A few weeks ago, I went to a local farmer’s market and got a few packets of millets like Barnyard millet and foxtail millet. Though I use sorghum (jowar), ragi (finger millets) and pearl millet (bajra) regularly, mostly I use them in powder form. I add them to my rotis, dosas or adais. I barely ever use the whole millet. So, I tried out a couple of recipes replacing them for rice. The first one I made was a khichdi using dal, millets and veggies. That turned out pretty nice.
Then I tried making upma with the millets. Here’s my recipe. It’s quite simple and easy to do.
Healthy Barnyard Millet Upma Recipe
- 250 gm.
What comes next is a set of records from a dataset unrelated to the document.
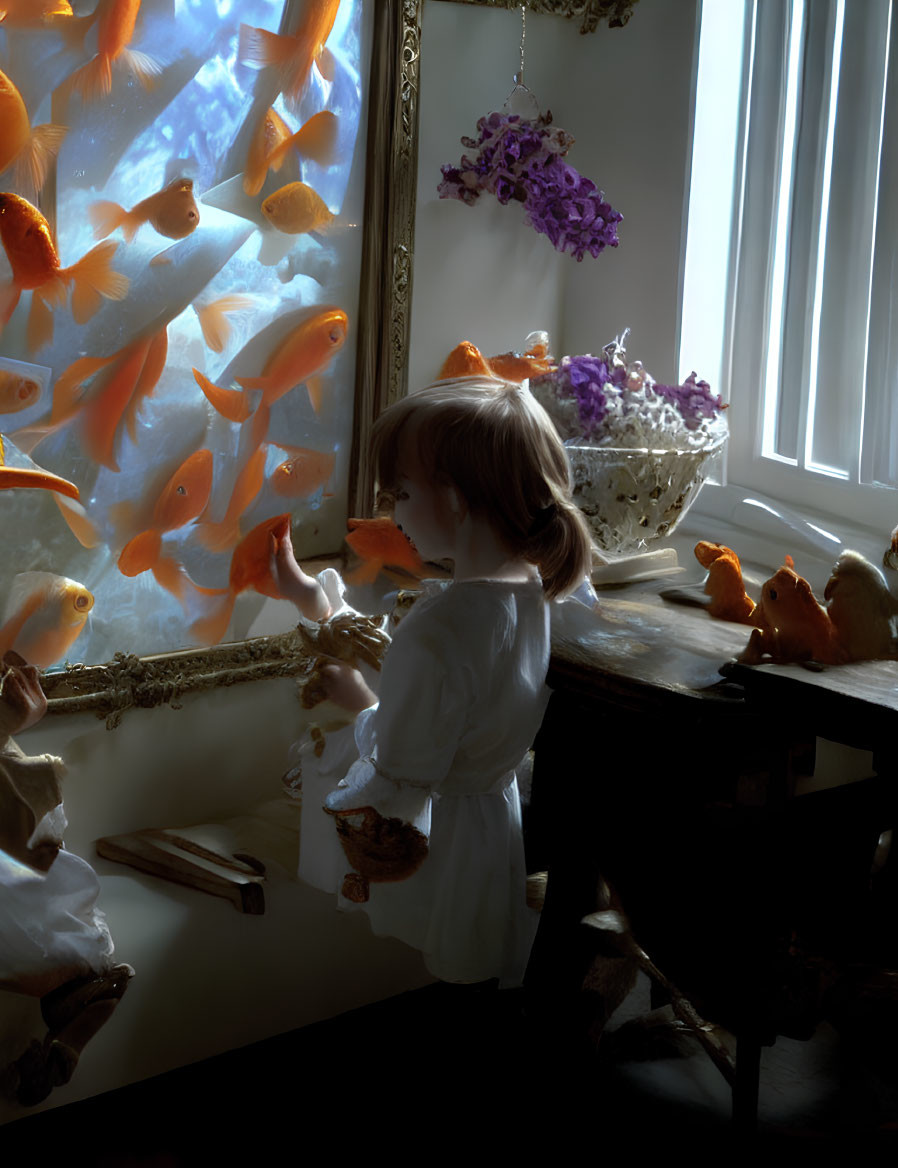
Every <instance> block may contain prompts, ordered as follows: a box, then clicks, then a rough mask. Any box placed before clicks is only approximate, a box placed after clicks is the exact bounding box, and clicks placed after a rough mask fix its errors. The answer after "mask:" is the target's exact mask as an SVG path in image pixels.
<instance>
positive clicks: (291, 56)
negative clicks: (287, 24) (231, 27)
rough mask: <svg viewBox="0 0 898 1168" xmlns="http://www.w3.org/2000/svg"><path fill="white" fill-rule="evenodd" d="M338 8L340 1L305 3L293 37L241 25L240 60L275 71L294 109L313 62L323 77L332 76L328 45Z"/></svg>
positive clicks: (278, 33)
mask: <svg viewBox="0 0 898 1168" xmlns="http://www.w3.org/2000/svg"><path fill="white" fill-rule="evenodd" d="M339 7H340V0H306V4H305V7H304V11H302V18H301V21H300V25H299V27H298V28H297V30H295V33H294V34H293V36H285V35H281V34H279V33H269V32H266V30H265V29H264V28H252V27H250V26H249V25H241V36H239V44H238V48H237V57H238V60H239V61H251V62H253V63H256V64H259V65H271V67H272V68H273V69H276V70H277V71H278V74H279V75H280V89H281V92H283V93H284V97H285V98H286V100H287V104H288V105H290V106H291V107H294V106H295V105H298V104H299V102H300V99H301V98H302V95H304V93H305V91H306V86H307V84H308V76H309V72H311V71H312V63H313V62H316V63H318V65H319V70H320V71H321V72H322V74H325V75H326V76H330V75H332V71H333V70H332V63H330V61H329V54H328V53H327V50H326V49H325V42H326V41H327V39H328V36H329V35H330V29H332V28H333V27H334V21H335V20H336V12H337V8H339Z"/></svg>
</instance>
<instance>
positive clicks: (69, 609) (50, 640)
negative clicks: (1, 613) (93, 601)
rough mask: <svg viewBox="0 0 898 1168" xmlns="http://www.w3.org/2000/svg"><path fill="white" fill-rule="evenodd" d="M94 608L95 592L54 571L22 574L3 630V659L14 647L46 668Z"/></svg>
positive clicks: (14, 592) (71, 641)
mask: <svg viewBox="0 0 898 1168" xmlns="http://www.w3.org/2000/svg"><path fill="white" fill-rule="evenodd" d="M92 607H93V596H92V593H91V592H89V591H88V589H85V588H84V585H83V584H78V583H77V582H76V580H71V579H68V578H67V577H65V576H57V575H56V573H55V572H20V573H19V575H18V576H16V577H15V578H14V579H13V584H12V588H11V589H9V597H8V599H7V605H6V613H5V617H4V620H5V624H4V626H2V627H1V628H0V659H1V658H2V655H4V654H6V653H7V652H8V651H9V649H12V648H14V649H15V652H16V653H20V654H21V655H22V656H23V658H25V659H26V660H27V661H29V662H30V663H32V665H36V666H37V667H39V668H40V669H46V668H47V667H48V666H51V665H53V663H54V662H55V661H58V660H60V659H61V658H62V656H64V655H65V653H67V651H68V649H69V647H70V646H71V645H72V644H74V641H75V640H76V638H77V637H78V634H79V633H81V631H82V628H84V624H85V621H86V619H88V613H89V612H90V610H91V609H92Z"/></svg>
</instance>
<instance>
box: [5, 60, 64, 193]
mask: <svg viewBox="0 0 898 1168" xmlns="http://www.w3.org/2000/svg"><path fill="white" fill-rule="evenodd" d="M67 133H68V131H67V127H65V126H57V125H55V124H54V123H51V121H47V123H44V124H43V125H41V126H35V127H34V128H32V121H30V118H29V117H28V111H27V110H26V107H25V102H23V100H22V95H21V93H20V92H19V90H18V89H16V88H15V85H14V84H13V82H12V81H11V79H9V78H8V77H7V76H6V74H5V72H4V71H2V70H0V173H2V172H4V171H6V169H7V168H8V167H11V166H12V167H14V171H13V181H14V183H15V186H16V187H21V186H23V185H25V183H26V182H27V183H29V185H30V186H32V187H33V188H34V190H36V192H40V190H41V188H42V187H43V183H44V180H46V178H47V172H48V169H49V167H50V164H51V162H53V160H54V159H55V158H56V154H57V153H58V150H60V146H61V145H62V140H63V138H64V137H65V134H67Z"/></svg>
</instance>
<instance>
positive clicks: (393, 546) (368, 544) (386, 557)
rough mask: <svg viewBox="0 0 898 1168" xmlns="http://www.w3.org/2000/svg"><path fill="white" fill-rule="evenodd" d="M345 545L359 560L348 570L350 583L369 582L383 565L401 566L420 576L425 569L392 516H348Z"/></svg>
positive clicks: (376, 573) (415, 553)
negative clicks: (359, 517) (379, 518)
mask: <svg viewBox="0 0 898 1168" xmlns="http://www.w3.org/2000/svg"><path fill="white" fill-rule="evenodd" d="M346 526H347V527H348V528H349V534H348V535H347V536H346V542H347V545H348V547H350V548H351V549H353V551H354V552H355V554H356V555H357V556H358V557H360V559H361V561H362V563H361V564H360V566H358V568H356V569H355V570H354V571H351V572H347V576H346V578H347V582H348V583H349V584H370V583H373V582H374V580H375V579H376V578H377V575H378V572H380V571H381V570H382V569H384V568H388V566H389V568H401V569H402V570H403V571H404V572H406V573H408V575H409V576H416V577H417V578H418V579H420V578H422V577H423V576H424V573H425V571H426V569H425V566H424V561H423V559H422V558H420V556H419V555H418V552H417V551H416V550H415V548H413V547H412V544H411V542H410V541H409V538H408V537H406V536H405V535H403V533H402V531H401V530H399V528H398V527H397V526H396V524H395V523H394V521H392V520H391V519H348V520H347V521H346Z"/></svg>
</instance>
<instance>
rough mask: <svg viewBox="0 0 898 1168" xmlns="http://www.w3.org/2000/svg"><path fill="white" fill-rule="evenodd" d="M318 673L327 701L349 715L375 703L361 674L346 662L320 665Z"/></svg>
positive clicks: (359, 672)
mask: <svg viewBox="0 0 898 1168" xmlns="http://www.w3.org/2000/svg"><path fill="white" fill-rule="evenodd" d="M318 672H319V676H320V677H321V683H322V688H323V690H325V694H326V695H327V697H328V698H329V701H332V702H333V703H334V704H335V705H340V707H342V708H343V709H344V710H348V712H349V714H360V712H361V711H362V710H367V709H368V707H369V705H374V704H375V702H376V701H377V695H376V694H374V693H373V691H371V690H370V689H369V688H368V686H367V683H366V680H364V677H363V676H362V675H361V673H360V672H358V670H357V669H354V668H353V667H351V666H350V665H347V662H346V661H333V662H328V663H326V665H321V666H320V667H319V670H318Z"/></svg>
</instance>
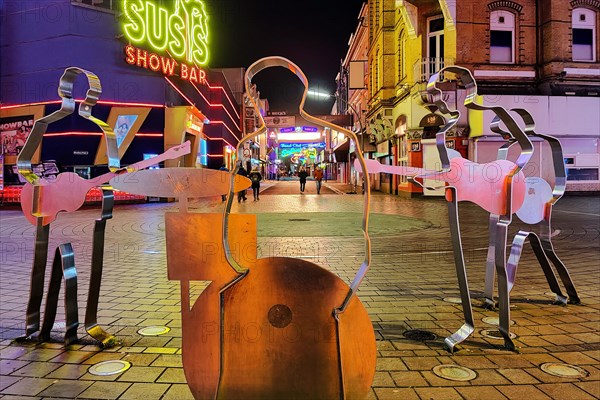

Barnyard millets
- 1 onion chopped finely
- 2 to matoes chopped finely
- 2-3 green chillies slit in halves optional
- 1 cup chopped veggies beans, carrots, bean sprouts, mushroom
- 1 tbsp. ginger-garlic paste
- ½ tsp. turmeric powder
- ½ tsp. garam masala powder
- 1 tsp. red chilly powder optional
- coriander leaves for garnishing
- Ghee for serving optional
- For tempering
- 2 tsp. oil
- 1 tsp. mustard seeds
- ½ tsp. cumin seeds
- 1 tsp. urad dal split black gram
- 1 pinch asafetida
- A sprig of curry leaves
Soak the millets for a couple of hours.
In a pressure cooker, heat the oil.
Add mustard seeds, allow to sputter. Add cumin seeds, urad dal, asafetida and curry leaves. Fry for 30 seconds.
Add in the chopped onions and fry till translucent.
Add the ginger-garlic paste, slit green chillies and tomato. Let it cook down for a couple of minutes.
Now add the soaked and drained millets and fry in the mixture for 2 minutes.
Add in the turmeric powder, garam masala powder, chilly powder and salt.
Add about 2 cups water. Millets need more water to cook than regular grains.
Pressure cook for 3 whistles. Switch off the heat and let is cool down.
Taste and adjust seasoning.
Garnish with chopped coriander and serve with a tsp. of ghee on top.
1. You can substitute barnyard millets with foxtail millets, broken wheat or broken barley.
2. I avoid veggies like capsicum that get very mushy when pressure cooked. You can add broccoli, cauliflower, potatoes or any other veggies that you like.
3. You can skip ghee but it really does taste good with it and becomes more moist too.
This is tasty, healthy and makes for a filling breakfast. I normally pair this with boiled or fried egg to make a complete meal out of it.
Do try and let me know how you liked it.